Schneider, 24, was one of three arraigned Friday on grand larceny and other charges stemming from allegations that they stole more than $53,000 worth of bronze graveside vases from Pinelawn Memorial Cemetery and sold some for scrap to buy drugs.
“It’s of sentimental value to people,” Det./Lt. Robert Edwards, commanding officer of the First Squad Detectives, said of the cemetery vases. “To these three individuals, who are heroin addicts, it’s only a way for them to get money.”
Officials said Nicholas Giambalvo, 27, also of Dix Hills, struck Pinelawn four times – on Oct. 1 and 16 and Feb. 5 and 6. Schneider allegedly accompanied him Feb. 5 and 6, and Elizabeth Dono, 27, of North Babylon, is said to have taken part on Feb. 5.
Before he was arrested Feb. 6, Schneider was released on parole three weeks earlier on Jan. 17 after spending 11 months in prison following a Dec. 3 bank robbery in West Babylon, according to online state prisoner records. He was previously arrested in March 2011 in connection with a string of bank robberies in Babylon, North Babylon, West Babylon, Commack, Deer Park, West Islip and Lake Grove. Schneider was busted on the Long Island Rail Road in March 2011 en route to New York City from Huntington.
Police officials said the suspects sold the vases, which the cemetery sells to the families for about $500, to a scrap metal shop for $10-$25 apiece. They typically made off with about 20 to 25 of them a run after using an axe-like tool to chop them off of their base.
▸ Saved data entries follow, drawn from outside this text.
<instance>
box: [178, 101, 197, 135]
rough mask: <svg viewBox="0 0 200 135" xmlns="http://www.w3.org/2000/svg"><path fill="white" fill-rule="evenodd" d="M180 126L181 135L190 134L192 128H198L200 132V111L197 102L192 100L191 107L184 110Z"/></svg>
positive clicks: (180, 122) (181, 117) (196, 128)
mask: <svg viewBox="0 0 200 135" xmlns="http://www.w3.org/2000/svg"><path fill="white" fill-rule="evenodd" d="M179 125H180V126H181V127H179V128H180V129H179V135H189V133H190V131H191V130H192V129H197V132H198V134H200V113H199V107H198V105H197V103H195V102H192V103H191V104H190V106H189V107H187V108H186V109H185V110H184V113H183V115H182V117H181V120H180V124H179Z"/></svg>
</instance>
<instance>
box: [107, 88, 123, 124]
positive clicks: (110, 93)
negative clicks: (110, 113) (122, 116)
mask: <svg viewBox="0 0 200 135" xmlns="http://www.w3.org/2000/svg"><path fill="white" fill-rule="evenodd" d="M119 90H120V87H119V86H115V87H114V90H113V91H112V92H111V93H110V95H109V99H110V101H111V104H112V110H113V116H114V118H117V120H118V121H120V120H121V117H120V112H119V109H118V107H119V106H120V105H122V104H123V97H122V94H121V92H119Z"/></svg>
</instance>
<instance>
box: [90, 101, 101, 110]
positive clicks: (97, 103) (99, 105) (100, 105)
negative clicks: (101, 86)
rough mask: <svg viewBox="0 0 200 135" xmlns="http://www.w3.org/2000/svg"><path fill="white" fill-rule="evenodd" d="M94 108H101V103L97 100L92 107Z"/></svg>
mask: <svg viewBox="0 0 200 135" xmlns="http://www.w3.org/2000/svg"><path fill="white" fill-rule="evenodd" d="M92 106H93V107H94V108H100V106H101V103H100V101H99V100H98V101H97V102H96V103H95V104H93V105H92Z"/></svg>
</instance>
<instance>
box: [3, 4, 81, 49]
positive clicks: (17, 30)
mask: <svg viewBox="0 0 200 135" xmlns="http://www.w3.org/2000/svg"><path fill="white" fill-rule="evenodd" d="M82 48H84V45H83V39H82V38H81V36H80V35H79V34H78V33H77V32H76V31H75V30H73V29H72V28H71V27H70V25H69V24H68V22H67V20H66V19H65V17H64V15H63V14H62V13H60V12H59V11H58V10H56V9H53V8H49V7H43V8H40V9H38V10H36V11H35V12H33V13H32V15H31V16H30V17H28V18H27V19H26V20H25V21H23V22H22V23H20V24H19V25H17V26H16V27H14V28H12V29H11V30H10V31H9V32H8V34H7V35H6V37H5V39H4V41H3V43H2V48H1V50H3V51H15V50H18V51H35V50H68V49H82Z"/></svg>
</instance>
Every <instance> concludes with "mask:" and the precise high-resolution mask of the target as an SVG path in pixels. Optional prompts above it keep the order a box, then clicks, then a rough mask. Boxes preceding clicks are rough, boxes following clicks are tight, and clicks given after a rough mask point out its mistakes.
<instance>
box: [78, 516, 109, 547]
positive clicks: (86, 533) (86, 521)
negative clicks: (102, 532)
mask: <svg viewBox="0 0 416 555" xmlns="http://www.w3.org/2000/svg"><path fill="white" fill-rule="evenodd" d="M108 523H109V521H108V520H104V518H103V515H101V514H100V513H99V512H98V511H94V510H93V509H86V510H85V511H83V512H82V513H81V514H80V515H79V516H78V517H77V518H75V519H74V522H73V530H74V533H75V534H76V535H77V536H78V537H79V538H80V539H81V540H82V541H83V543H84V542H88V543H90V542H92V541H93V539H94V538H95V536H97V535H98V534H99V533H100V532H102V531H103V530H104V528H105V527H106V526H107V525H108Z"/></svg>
Giambalvo and Dono, whom First Precinct Det./Sgt. Marco Giudice identified as a couple, are also accused of stealing copper pipe from a vacant North Babylon home in December.
Edwards said police have recovered about 90 of the vases, which were on display at a press conference at the First Precinct on Friday.
Justin Locke, the cemetery’s president, said in a statement Friday that Pinelawn will pay to replace any vases that are not recovered.
“Pinelawn Memorial Park considers it a fundamental part of its mission to safeguard and secure the graves and memorials of the deceased, and will continue to work with Suffolk County Police Department when such issues arise,” he said.
Edwards said that if the scrap yard that bought the vases knew they were stolen, they too could face charges.
“We’re still trying to look at the scrapping angle of it,” he said.
First Precinct officers rushed to Pinelawn, located on Wellwood Avenue in Farmingdale at approximately 12:15 p.m. Feb. 6. Cemetery staff called the cops after they spotted Dono’s 2010 Volkswagen Beetle, which police said had been used in the graveyard theft the day before.
“Pinelawn had some surveillance cameras set up and they were able to capture images of the suspect vehicle,” Giudice said. “They knew what they were looking for.”
When police arrived, they found Giambalvo and Schneider in the car, but when an officer tried to stop them, Giambalvo allegedly turned the Beetle into a battering ram, hitting the gas to plow through a locked metal gate. Giambalvo and Schneider were arrested in Massapequa following a brief chase, police said.
Giambalvo faces four counts of third-degree grand larceny as well as unlawfully fleeing an officer, third-degree criminal mischief, reckless driving and resisting arrest. Schneider is charged with two counts of third-degree grand larceny counts and resisting arrest. Dono was charged with one count of third-degree grand larceny.
Giambalvo and Dono also face burglary charges.
While being transported to court Friday, Giambalvo had noticeable cuts on his face; police blame those wounds on the pair of car crashes he was involved in. His attorney, Central Islip-based Christopher Brocato, could not be reached for comment by press time Monday.
“He did resist arrest, but the injuries were basically from the car crash. His car got pretty well beaten up,” Edwards said.
Dono’s attorney, Forest Hills-based Dennis O’Sullivan, said they are “in conversations with the district attorney’s office.”
“Her story will come out,” he said.
Schneider is being held on $51,000 cash and $152,000 bond, and was due back in court after press time on Feb. 11. Giambalvo was held on $17,000 bail/$34,000 bond, while Dono was held on $10,000 bail and $30,000 bond. All three were due back in court on Feb. 11.